Muchos pensaron que se trataría simplemente de una guerra de desgaste: si tanto el cártel alemán como Dow estaban vendiendo por debajo de coste, todo era cuestión de esperar a ver quién desaparecía antes del mapa. En un momento de desesperación, allá por 1908, el cártel alemán incluso llegó a vender el bromo a poco más de 10 céntimos la libra, pero Dow se mantuvo firme: cuanto más barato vendían los alemanes en Estados Unidos, más barato lograba vender él en Europa.

Finalmente se descubrió el pastel: Dow estaba dando instrucciones a sus agentes para que compraran todo el bromo que el cártel alemán vendía por debajo de coste en Estados Unidos con el objetivo de revenderlo con ganancias en Europa. El cártel germano estaba cavando su propia tumba. Al final llegaron a este acuerdo: Dow vendería en Estados Unidos, el cártel en Alemania y en el resto del mundo competirían.

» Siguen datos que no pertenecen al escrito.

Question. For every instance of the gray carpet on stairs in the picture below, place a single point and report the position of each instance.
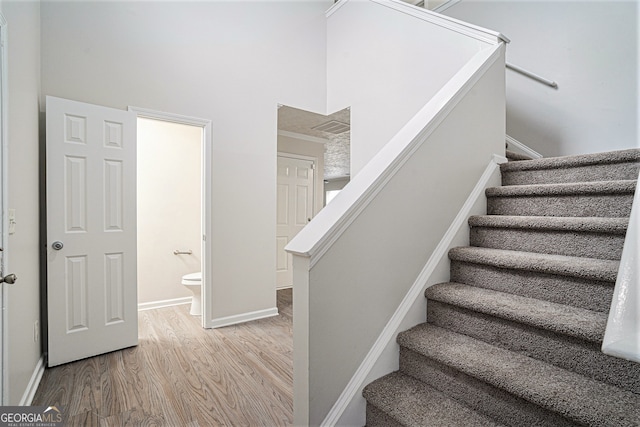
(514, 338)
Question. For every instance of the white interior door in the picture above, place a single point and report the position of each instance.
(295, 197)
(91, 230)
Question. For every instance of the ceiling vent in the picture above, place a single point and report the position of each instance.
(333, 126)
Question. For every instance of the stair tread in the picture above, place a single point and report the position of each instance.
(588, 268)
(575, 188)
(621, 156)
(567, 393)
(574, 224)
(567, 320)
(414, 403)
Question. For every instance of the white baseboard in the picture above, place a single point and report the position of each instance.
(241, 318)
(163, 303)
(34, 382)
(382, 358)
(520, 147)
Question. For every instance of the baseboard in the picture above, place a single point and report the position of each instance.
(382, 358)
(34, 382)
(163, 303)
(520, 147)
(242, 318)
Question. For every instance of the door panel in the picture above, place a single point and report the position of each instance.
(295, 185)
(91, 211)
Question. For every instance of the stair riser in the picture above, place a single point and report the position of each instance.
(478, 395)
(569, 243)
(601, 205)
(602, 172)
(567, 352)
(377, 418)
(583, 293)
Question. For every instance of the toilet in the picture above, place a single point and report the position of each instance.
(193, 282)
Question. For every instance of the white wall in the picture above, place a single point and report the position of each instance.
(370, 70)
(590, 48)
(230, 62)
(299, 146)
(169, 207)
(23, 20)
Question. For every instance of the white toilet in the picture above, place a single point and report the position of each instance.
(193, 282)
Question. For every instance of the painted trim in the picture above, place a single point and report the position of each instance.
(207, 203)
(445, 6)
(242, 318)
(390, 331)
(335, 7)
(4, 205)
(456, 25)
(163, 303)
(303, 137)
(523, 148)
(622, 333)
(319, 235)
(34, 382)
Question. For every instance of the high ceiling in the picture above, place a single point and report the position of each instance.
(337, 149)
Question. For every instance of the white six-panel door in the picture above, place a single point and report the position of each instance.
(91, 230)
(295, 196)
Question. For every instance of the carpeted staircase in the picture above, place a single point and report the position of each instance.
(514, 339)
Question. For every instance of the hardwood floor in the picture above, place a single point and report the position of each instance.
(183, 375)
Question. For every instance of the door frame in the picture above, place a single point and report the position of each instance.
(207, 162)
(314, 205)
(4, 223)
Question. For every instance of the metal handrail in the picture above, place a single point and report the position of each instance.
(534, 76)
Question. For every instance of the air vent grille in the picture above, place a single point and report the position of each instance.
(333, 126)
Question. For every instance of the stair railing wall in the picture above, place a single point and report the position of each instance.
(622, 334)
(357, 260)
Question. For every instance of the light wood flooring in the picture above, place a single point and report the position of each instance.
(183, 375)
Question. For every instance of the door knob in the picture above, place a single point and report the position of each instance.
(9, 278)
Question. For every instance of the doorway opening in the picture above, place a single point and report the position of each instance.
(313, 158)
(173, 168)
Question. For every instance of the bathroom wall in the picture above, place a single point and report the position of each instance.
(231, 62)
(169, 208)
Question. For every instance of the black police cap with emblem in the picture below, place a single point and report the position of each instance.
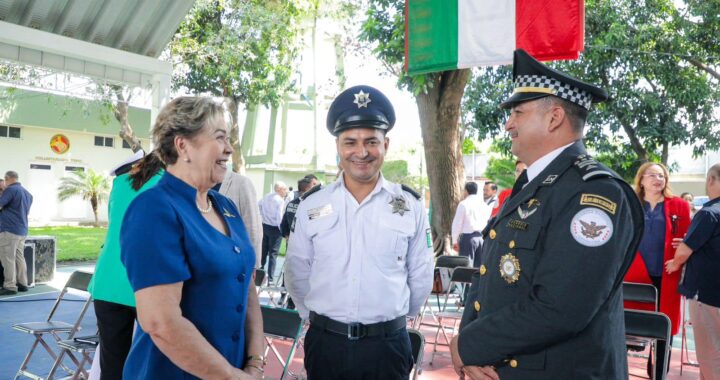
(360, 107)
(533, 80)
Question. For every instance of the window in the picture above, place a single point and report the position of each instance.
(11, 132)
(104, 141)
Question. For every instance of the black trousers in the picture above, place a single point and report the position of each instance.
(330, 356)
(115, 324)
(272, 237)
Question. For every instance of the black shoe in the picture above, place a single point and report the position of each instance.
(7, 292)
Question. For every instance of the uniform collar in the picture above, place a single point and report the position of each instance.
(538, 166)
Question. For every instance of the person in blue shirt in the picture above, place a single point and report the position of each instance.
(15, 205)
(189, 259)
(699, 251)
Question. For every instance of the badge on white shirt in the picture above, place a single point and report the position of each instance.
(319, 212)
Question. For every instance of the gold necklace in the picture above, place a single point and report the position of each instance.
(204, 210)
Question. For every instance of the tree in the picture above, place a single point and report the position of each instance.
(91, 186)
(438, 97)
(239, 50)
(659, 97)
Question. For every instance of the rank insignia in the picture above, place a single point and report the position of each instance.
(510, 268)
(398, 205)
(362, 99)
(529, 208)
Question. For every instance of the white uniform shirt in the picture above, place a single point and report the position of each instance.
(271, 209)
(360, 262)
(471, 215)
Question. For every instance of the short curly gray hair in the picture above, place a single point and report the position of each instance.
(184, 116)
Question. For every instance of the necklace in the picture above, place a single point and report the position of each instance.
(204, 210)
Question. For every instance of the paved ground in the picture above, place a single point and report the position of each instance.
(35, 304)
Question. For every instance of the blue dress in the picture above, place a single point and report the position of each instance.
(164, 240)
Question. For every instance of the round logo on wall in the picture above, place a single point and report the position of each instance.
(59, 144)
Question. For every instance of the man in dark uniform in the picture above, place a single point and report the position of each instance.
(546, 302)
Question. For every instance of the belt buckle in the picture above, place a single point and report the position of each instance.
(354, 331)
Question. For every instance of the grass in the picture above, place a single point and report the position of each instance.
(74, 243)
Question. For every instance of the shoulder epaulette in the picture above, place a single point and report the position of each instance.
(411, 191)
(311, 192)
(589, 168)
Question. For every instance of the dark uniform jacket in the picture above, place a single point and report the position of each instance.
(547, 302)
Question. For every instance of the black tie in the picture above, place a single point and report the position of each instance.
(519, 183)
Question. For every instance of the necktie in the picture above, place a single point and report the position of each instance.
(519, 183)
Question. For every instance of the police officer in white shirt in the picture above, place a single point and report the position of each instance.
(359, 258)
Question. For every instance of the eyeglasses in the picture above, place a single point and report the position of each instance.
(655, 175)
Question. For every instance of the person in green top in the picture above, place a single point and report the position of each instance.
(110, 287)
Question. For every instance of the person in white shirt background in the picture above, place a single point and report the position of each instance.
(359, 257)
(272, 207)
(470, 219)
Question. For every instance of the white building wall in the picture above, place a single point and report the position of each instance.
(31, 154)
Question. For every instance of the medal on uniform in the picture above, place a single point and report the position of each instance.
(510, 268)
(528, 209)
(398, 205)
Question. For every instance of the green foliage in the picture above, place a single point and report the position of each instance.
(74, 243)
(238, 49)
(637, 50)
(88, 185)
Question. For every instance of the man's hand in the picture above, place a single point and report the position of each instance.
(672, 266)
(480, 373)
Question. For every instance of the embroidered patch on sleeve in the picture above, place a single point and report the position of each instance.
(599, 202)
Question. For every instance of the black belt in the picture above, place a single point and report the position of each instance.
(355, 331)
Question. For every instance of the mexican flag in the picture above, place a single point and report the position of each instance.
(454, 34)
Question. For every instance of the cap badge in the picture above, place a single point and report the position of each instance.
(510, 268)
(362, 99)
(398, 205)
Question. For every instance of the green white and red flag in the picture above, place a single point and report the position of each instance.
(454, 34)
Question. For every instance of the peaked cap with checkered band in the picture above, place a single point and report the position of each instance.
(533, 80)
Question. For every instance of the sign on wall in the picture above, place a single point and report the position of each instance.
(59, 144)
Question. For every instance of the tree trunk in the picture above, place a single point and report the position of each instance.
(439, 111)
(237, 156)
(120, 110)
(94, 204)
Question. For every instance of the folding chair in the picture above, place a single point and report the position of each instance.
(460, 279)
(641, 293)
(85, 347)
(443, 263)
(417, 346)
(282, 324)
(655, 327)
(78, 281)
(684, 351)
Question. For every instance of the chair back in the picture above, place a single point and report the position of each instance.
(283, 323)
(462, 274)
(655, 326)
(642, 293)
(448, 261)
(259, 276)
(417, 346)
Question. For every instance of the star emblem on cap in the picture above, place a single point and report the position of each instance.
(362, 99)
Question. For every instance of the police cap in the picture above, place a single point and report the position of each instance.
(360, 107)
(533, 80)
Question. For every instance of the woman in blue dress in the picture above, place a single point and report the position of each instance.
(189, 259)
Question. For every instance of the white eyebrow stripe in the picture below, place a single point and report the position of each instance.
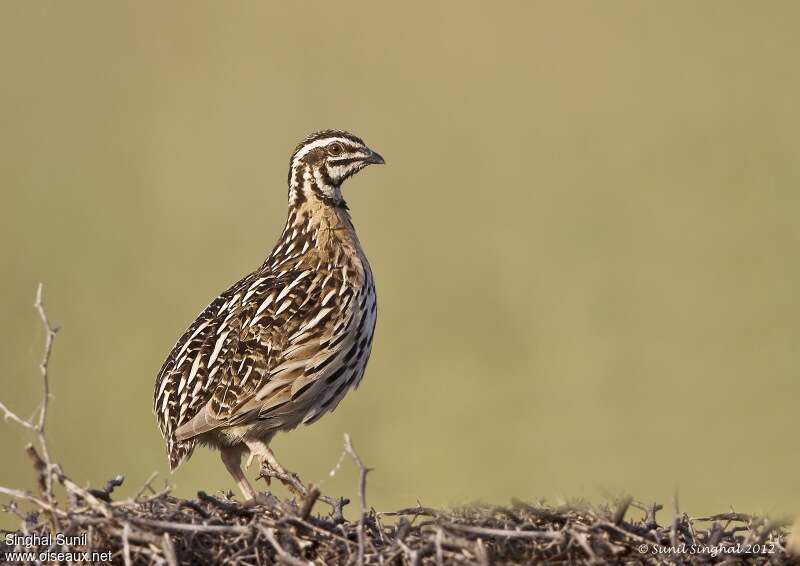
(319, 143)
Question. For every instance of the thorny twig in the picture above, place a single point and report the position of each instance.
(44, 465)
(362, 493)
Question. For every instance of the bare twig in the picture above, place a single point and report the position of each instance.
(362, 493)
(282, 554)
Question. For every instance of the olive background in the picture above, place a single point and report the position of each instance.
(585, 237)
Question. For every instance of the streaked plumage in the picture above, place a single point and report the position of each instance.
(285, 343)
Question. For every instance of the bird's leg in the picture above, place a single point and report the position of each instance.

Moraleja de esta instructiva historia: siempre que sea posible revender un producto, habrá importantes incentivos a que los productores y los intermediarios adquieran tanta cantidad de él como puedan a precios inferiores al coste para posteriormente revenderlo en el mercado: es una forma indirecta de producir a muy bajo coste... gracias a los tejemanejes de quienes pergeñan políticas de precios predatorios.

***

Llegados a este punto, podemos decir sin temor a equivocarnos que si en la práctica no se conocen experiencias exitosas de precios predatorios, en términos teóricos se trata de una estrategia monopolística sin consistencia alguna. Es el concepto cortoplacista y estático de la competencia, propio de ciertos modelos neoclásicos, lo que hace que nos olvidemos de los distintos procesos de coordinación empresarial que, a largo plazo, permiten incrementar la producción y reducir los precios... en contra de quienes ven y vaticinan monopolios por todas partes.

Lo de vender por debajo de costes sólo tiene sentido como parte de una campaña de lanzamiento de una empresa pequeña; y siempre que se controlen los riesgos de incurrir en una guerra de precios, dado que se podría correr el peligro de, en lugar de eliminar la competencia, volverla mucho más dura. Si alguna gran empresa decidiera iniciar una de esas campañas, el resultado final será sólo uno: durante un tiempo los consumidores habrían conseguido adquirir bienes extraordinariamente baratos a costa de hacerle perder mucho dinero. Lo demás es puro sesgo antimercado procesado por una teoría económica bastante deficiente.